Vienna’s immortal bond to morbidity

End of October, the weather became wet and cold. On the weekend, I could already feel winter’s moist breath and chilling breeze. Spending some cosy time on the coach, strolling randomly through the web, I read some articles in regard to Austria’s national holiday. I came across one of these popular “10 things… lists” on what not to tell an Austrian” that hit some of the yodeling and schnitzel stereotypes to the point. So far, I have written about distant countries and cities. With Halloween already knocking on our doors, I thought the time has come to shed light on my city and its clicheé towards morbidity.

Vienna is reputed to have a peculiar close and bizarre relationship with death. The obsession with morbidity reaches its summit in fall when fog and mist set up the perfect atmosphere.

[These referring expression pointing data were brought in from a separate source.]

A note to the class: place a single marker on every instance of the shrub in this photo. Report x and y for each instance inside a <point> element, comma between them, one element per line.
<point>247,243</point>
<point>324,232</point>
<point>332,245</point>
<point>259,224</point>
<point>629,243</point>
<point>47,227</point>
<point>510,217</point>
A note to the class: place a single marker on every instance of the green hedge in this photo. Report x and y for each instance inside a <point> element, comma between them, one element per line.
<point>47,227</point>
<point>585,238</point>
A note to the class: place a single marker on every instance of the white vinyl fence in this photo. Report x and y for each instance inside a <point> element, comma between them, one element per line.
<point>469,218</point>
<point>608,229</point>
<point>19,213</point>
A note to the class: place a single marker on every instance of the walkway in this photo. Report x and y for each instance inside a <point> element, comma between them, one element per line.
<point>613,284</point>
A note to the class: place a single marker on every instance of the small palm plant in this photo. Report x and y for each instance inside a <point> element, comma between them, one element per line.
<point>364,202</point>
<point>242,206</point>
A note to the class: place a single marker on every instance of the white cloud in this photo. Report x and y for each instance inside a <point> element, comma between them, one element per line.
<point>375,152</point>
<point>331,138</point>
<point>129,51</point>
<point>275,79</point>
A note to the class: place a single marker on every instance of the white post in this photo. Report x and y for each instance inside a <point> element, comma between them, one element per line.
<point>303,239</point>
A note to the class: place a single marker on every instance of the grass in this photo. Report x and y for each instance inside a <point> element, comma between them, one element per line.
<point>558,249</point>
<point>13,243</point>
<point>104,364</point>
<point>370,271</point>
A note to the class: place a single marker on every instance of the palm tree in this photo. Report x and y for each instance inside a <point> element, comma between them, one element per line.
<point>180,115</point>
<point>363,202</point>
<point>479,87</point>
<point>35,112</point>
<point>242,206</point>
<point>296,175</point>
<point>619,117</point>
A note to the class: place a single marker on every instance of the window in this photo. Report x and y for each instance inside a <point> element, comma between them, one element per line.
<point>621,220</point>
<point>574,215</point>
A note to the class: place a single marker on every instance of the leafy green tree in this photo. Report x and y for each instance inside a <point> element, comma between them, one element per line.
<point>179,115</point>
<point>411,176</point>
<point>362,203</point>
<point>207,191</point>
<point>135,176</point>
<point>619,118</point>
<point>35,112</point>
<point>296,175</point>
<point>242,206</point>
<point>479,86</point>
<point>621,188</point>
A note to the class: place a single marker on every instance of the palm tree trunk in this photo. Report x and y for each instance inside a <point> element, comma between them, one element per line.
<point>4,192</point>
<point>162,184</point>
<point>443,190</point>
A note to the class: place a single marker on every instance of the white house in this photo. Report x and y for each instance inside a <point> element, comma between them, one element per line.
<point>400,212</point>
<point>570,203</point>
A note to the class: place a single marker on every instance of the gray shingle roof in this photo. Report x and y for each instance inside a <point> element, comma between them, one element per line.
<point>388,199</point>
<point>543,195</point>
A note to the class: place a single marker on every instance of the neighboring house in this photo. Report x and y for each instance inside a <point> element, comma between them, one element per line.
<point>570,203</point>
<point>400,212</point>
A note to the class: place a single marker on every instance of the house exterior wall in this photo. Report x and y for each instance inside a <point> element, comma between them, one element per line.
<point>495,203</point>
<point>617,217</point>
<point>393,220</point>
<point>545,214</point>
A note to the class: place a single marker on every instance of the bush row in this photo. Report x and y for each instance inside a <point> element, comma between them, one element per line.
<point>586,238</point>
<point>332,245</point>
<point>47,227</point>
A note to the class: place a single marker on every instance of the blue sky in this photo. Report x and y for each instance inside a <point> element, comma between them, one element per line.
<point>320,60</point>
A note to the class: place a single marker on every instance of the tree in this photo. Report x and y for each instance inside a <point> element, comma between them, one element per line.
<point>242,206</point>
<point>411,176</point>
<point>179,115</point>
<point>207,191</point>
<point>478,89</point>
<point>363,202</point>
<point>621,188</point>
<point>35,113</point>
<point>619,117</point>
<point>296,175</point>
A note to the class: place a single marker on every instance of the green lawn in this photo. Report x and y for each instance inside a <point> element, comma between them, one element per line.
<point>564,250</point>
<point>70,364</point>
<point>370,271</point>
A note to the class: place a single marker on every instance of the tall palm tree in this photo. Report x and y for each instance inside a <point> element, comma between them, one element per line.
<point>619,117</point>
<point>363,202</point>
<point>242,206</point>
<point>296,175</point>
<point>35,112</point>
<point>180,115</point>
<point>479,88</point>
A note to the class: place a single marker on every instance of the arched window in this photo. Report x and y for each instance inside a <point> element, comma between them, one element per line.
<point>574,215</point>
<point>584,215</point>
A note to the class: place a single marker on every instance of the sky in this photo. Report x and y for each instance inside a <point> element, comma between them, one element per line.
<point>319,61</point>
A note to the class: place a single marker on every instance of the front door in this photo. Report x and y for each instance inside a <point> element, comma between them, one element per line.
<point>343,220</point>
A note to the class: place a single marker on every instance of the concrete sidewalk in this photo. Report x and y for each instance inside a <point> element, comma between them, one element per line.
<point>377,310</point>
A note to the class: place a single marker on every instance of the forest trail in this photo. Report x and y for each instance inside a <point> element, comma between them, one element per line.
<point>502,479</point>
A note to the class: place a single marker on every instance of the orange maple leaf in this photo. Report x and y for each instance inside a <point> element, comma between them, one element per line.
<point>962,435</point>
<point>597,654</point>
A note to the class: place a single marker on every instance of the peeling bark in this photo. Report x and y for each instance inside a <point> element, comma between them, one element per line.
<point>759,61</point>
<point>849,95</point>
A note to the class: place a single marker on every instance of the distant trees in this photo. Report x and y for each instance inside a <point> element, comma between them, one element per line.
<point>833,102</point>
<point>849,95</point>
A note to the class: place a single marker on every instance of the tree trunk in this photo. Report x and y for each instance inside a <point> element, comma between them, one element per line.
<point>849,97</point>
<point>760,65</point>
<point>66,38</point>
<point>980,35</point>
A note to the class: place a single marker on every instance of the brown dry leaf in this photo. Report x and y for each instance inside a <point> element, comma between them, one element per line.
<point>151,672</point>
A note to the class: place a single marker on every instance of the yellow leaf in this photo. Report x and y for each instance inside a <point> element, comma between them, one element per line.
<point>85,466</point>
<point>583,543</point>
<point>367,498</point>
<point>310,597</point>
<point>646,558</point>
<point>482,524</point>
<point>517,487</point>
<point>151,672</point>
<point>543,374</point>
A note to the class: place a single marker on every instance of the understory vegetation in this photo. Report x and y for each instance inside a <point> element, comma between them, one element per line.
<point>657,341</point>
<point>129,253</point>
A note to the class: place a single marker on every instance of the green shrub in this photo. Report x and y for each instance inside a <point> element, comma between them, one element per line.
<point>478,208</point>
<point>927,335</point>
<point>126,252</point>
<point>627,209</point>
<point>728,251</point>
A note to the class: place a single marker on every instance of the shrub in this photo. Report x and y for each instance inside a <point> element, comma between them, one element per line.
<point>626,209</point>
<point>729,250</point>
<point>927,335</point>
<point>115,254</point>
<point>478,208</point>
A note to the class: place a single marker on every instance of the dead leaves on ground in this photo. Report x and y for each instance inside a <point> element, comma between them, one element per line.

You might think that people are suffering from winter blues engulfed by depressive feelings. Far wrong, Vienna’s morbid attitude is determined by cheerful serenity and looking at death from the bright side with a tenor of grumpiness. (Slight grumpiness is a general trait of Viennese people, especially pronounced in waiters, but this is another story). During All Hallows, cemeteries in general have highlife. But here, a cemetery not only represents the last home of the deceased but a calm and silent place, a retreat to think, process and walk, a shelter for animals living in their urban habitat. The cemeteries are full of anecdotes, well-kept secrets, conspiracies and history that live on in the people wandering through them.


The around 50 cemeteries in Vienna are beautiful. Some are hidden parks surrounded by hedges like in Grimm’s fairy tale of sleeping beauty. Just imagine the hedge of thorns flourishing in summer, tendrils and leaves entwining around old grave stones in fall. Others look like well-kept parklands with large green spaces, trees and various historical monuments. Every season attracts tourists as well as locals to take a relaxing walk in the silence of the graveyards visiting graves of famous musicians, monarchs and poets.

However, the cemeteries are not the only attraction in regard of obscure morbidity.  Various terms and songs illustrate the Viennese oddity: “beautiful corpse”, “Death must be a Viennese guy”. A famous austro-pop song is an ode to the anniversary of Vienna’s central cemetery (“Es lebe der Zentralfriedhof, W. Ambros). If you like museums, you should definitely visit the Funeral and Coffin Museum where you can try out lying in a casket. While staying in Vienna, everyone takes a glimpse at the city’s morbid side. Everybody has one foot in the grave, but unremarkably keep on cheating death.